Smart Data Masking using AI in Banking Transactions

Yelmar, Urmila Shridhar

Smart Data Masking using AI in Banking Transactions

Tools

Yelmar, Urmila Shridhar (2025) Smart Data Masking using AI in Banking Transactions. Masters thesis, Dublin, National College of Ireland.

Preview	PDF (Master of Science) Download (523kB) \| Preview
Preview	PDF (Configuration Manual) Download (370kB) \| Preview

Abstract

The accelerated digitalisation of the banking sphere has complicated the task of maintaining the privacy of the customer without deteriorating the effectiveness of the fraud and intrusion detection tools.
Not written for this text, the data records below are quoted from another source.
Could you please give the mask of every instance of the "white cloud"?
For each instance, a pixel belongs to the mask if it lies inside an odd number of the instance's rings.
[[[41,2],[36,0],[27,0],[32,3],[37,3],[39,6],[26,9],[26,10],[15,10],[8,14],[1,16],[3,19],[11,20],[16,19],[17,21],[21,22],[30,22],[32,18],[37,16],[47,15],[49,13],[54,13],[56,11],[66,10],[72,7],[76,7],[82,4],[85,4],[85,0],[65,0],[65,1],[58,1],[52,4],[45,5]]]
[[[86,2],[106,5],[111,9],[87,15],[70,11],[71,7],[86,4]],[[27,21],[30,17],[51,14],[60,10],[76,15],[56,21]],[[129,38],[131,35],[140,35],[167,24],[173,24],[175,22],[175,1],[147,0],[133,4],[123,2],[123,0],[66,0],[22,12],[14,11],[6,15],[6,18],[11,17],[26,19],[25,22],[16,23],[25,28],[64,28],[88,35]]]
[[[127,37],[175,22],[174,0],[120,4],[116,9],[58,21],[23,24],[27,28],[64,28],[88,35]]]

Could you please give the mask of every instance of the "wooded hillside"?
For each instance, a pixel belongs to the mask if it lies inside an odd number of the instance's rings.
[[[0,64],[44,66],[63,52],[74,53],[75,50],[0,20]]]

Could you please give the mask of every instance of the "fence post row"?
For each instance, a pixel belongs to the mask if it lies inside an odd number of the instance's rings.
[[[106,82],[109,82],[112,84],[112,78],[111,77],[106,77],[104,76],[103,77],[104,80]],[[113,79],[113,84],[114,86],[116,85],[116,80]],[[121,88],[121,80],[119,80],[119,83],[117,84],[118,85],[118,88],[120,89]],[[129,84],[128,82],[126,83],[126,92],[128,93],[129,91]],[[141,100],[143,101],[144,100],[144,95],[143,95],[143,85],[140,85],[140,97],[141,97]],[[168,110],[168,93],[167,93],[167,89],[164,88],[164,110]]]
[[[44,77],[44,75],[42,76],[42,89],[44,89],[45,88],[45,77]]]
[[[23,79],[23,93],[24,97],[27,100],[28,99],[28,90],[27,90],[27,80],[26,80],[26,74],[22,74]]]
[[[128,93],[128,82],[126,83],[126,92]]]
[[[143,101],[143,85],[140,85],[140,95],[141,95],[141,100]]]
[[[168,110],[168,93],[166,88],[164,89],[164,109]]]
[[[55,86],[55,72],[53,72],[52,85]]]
The thesis presents the context-sensitive, AI-assisted adaptive data masking framework that combines real-time risk evaluation and SHAP-based feature prioritisation with denoising autoencoder-based synthetic reconstruction. The aim is to ensure that the predictive performance is maintained and minimise the threat of re-identification to a large extent. Success is an area under the curve (AUC) of at least 0.95 on the task of detecting fraud, with the membership inference attack (MIA) accuracy at least 50% lower than baseline, on average over a bootstrap run.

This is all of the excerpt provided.